Commentary on the Gospel of
EASTER SUNDAY - MASS OF THE DAY
First Reading: Acts 10. 34, 37-43
Peter dominates the first part of Acts. It was he who first addressed the Jews, and here in the household of the Roman Cornelius whose conversion was one the great events in the early Church, Peter delivers the first address to the pagans. It represents in the main kerygma or line of preaching adopted in the primitive Church, a survey and a very good one, of the main events in the life of Jesus Christ.
Responsorial Psalm: Psalm 117. 1-2, 16-17, 22-23
This psalm is the last of the Hallel psalms and was used at the Feast of Tabernacles, a festival celebrating the ingathering of the harvest. There is a call for general thanksgiving. In the second stanza a deliverance from peril is brought to mind. The third contains a reference the rejected stone and this is most apt at Easter. The corner stone was a huge block put in the ground to tie two walls together. In the New Testament Our Lord is seen as the corner stone. The stone symbolises the Jewish nations, rejected by the pagan world, but restored by God to a place of honour.
Second Reading: Colossians 3. 1-4
In his Letter to the Colossians Paul deals with the errors in their faith and brings them face to face with risen Christ. In the reading they are urged to turn from the things of earth to heavenly things. In four short verses the Greek for “with” occurs three times, thus defining the new relationship in Christ.

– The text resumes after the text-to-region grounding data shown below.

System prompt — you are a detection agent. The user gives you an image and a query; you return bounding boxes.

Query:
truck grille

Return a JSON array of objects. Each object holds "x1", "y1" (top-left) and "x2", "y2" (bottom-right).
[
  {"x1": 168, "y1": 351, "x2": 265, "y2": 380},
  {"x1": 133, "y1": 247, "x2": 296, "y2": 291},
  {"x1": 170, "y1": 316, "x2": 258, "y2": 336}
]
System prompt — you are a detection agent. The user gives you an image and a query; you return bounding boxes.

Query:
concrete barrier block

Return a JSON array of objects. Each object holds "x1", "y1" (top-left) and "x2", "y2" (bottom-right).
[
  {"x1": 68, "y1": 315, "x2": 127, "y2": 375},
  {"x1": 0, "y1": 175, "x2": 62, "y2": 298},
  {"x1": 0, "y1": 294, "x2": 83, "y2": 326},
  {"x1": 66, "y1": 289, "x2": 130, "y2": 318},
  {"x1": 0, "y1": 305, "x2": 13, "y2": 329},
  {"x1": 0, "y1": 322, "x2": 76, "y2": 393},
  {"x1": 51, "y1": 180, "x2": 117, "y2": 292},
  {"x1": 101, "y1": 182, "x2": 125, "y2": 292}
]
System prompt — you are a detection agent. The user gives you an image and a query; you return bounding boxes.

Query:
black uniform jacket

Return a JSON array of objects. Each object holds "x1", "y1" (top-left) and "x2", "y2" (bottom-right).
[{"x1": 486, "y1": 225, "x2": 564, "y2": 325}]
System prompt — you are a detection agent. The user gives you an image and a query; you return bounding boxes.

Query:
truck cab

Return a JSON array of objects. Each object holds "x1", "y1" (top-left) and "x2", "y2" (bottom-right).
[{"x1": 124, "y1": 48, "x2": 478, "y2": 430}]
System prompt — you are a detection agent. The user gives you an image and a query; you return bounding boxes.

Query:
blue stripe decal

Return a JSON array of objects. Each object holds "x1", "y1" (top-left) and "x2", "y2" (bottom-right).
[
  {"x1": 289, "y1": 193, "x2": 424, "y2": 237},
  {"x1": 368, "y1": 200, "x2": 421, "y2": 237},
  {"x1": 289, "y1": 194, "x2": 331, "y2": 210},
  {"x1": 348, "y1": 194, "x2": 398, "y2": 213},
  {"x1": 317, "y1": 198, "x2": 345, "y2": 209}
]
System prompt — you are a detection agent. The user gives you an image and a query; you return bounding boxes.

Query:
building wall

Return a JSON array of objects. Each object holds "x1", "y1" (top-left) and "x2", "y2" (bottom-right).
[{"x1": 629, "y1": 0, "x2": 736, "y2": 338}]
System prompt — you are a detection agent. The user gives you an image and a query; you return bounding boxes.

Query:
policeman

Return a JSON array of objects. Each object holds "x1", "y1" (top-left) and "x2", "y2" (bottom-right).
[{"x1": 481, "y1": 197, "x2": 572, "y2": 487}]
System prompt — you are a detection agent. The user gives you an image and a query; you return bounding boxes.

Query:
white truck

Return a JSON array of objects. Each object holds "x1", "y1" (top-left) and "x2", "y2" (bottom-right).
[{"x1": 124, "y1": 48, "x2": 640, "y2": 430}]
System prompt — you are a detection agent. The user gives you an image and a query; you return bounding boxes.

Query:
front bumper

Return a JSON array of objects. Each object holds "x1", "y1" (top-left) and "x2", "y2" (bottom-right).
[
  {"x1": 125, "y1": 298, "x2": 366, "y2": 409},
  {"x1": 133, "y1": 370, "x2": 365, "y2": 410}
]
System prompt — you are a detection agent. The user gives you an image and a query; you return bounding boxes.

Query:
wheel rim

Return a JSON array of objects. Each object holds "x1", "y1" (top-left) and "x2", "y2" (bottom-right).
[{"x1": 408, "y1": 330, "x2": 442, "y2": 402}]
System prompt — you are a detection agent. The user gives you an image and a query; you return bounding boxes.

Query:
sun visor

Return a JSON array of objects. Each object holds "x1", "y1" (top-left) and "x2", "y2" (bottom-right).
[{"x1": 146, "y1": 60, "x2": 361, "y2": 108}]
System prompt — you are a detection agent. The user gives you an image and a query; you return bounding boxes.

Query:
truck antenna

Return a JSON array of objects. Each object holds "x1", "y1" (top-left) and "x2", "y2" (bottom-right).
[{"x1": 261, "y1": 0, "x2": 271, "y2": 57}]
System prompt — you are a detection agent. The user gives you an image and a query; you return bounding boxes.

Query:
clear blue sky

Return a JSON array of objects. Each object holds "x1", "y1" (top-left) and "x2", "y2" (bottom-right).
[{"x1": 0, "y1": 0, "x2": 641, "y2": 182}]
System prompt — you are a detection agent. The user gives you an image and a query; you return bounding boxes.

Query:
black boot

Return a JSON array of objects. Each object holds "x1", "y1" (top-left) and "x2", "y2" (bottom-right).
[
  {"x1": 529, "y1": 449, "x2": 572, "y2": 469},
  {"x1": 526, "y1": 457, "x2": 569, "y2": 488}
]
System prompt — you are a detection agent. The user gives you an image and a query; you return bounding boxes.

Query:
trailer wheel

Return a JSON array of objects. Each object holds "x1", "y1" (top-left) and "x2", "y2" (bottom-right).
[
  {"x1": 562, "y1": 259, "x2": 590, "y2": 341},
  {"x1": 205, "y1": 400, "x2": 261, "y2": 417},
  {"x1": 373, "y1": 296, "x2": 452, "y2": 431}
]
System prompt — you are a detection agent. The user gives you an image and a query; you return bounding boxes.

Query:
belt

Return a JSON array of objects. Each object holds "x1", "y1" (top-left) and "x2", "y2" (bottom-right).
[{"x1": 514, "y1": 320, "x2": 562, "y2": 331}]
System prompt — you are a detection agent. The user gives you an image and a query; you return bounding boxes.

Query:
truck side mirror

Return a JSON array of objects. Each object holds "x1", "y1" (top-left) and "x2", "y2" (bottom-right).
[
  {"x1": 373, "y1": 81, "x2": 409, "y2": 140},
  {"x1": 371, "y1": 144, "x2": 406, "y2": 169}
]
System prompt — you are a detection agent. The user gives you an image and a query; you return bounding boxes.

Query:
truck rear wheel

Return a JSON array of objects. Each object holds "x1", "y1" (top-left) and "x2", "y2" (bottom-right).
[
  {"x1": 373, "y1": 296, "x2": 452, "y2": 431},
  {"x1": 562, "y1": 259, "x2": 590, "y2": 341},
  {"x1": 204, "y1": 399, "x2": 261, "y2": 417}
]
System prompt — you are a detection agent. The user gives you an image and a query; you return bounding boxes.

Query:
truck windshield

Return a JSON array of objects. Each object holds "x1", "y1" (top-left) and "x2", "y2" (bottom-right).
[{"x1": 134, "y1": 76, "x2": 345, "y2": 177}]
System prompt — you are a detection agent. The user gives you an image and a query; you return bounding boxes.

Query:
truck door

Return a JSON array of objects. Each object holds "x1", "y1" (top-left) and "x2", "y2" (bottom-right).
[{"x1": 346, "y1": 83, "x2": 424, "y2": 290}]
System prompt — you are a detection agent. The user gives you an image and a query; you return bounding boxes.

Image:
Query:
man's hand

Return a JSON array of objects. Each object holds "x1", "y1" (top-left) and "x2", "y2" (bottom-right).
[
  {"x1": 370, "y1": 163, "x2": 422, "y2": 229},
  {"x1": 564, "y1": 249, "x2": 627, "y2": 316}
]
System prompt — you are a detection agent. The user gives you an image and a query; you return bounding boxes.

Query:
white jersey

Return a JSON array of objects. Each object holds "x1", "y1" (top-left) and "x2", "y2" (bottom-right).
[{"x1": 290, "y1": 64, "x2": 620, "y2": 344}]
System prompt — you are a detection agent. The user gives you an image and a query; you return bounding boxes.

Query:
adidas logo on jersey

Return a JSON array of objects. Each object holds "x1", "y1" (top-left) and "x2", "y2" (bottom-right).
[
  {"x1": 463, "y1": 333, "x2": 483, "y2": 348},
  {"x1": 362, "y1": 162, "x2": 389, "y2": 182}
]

Alternate Second Reading: 1 Corinthians 5: 6-8
A basic law of morality had been breached and Paul bluntly tells the Corinthian Church to expel the offender. Yeast, because of its fermenting, was usually used to denote something evil. So the Corinthians must get rid of every trace of this corrupting influence, just as the Jews cleansed the house of every particle of yeast before the Passover at which only bread without yeast was used.
Gospel: John 20. 1-9
John’s narrative of the Resurrection passes over much detail found in the other Gospels. In the fact the same may be said of the Gospel as a whole. The reason is that he selected aspects of our Lord’s life to make them vehicles of the teaching he wished to impart. So here John gives enough to serve his purpose, the final Glorification of Christ.
In studying John’s account, his interest was two folds: (1) to give the evidence that led him to immediately understand and believe, and (2) to give enough evidence to lead anyone belief-if a person is willing to believe.
The changed lives of the Lord’s disciples are indisputable evidence. It is psychological evidence that they became new creatures of enthusiasm and motivation. They were propelled by a dynamic power and bold courage. Within thirty days they were seen proclaiming a risen Christ from the very spot where their lives were being threatened. They were preaching to the very people who were seeking to arrest and execute them. Only one thing could cause them to adopt this strategy: the Lord had indeed risen, and He had implanted within them a dynamic new power never before experienced by man.
God proclaims in Scripture that He is (exists) that He is love, and that He has shown his love supremely by sending His own Son to save a lost and dying world. What God wants from us is love and belief, love for the Lord Jesus and belief in the supreme power of a loving God. This is just the point of the resurrection account. We are to believe because we love even as Mary and John loved.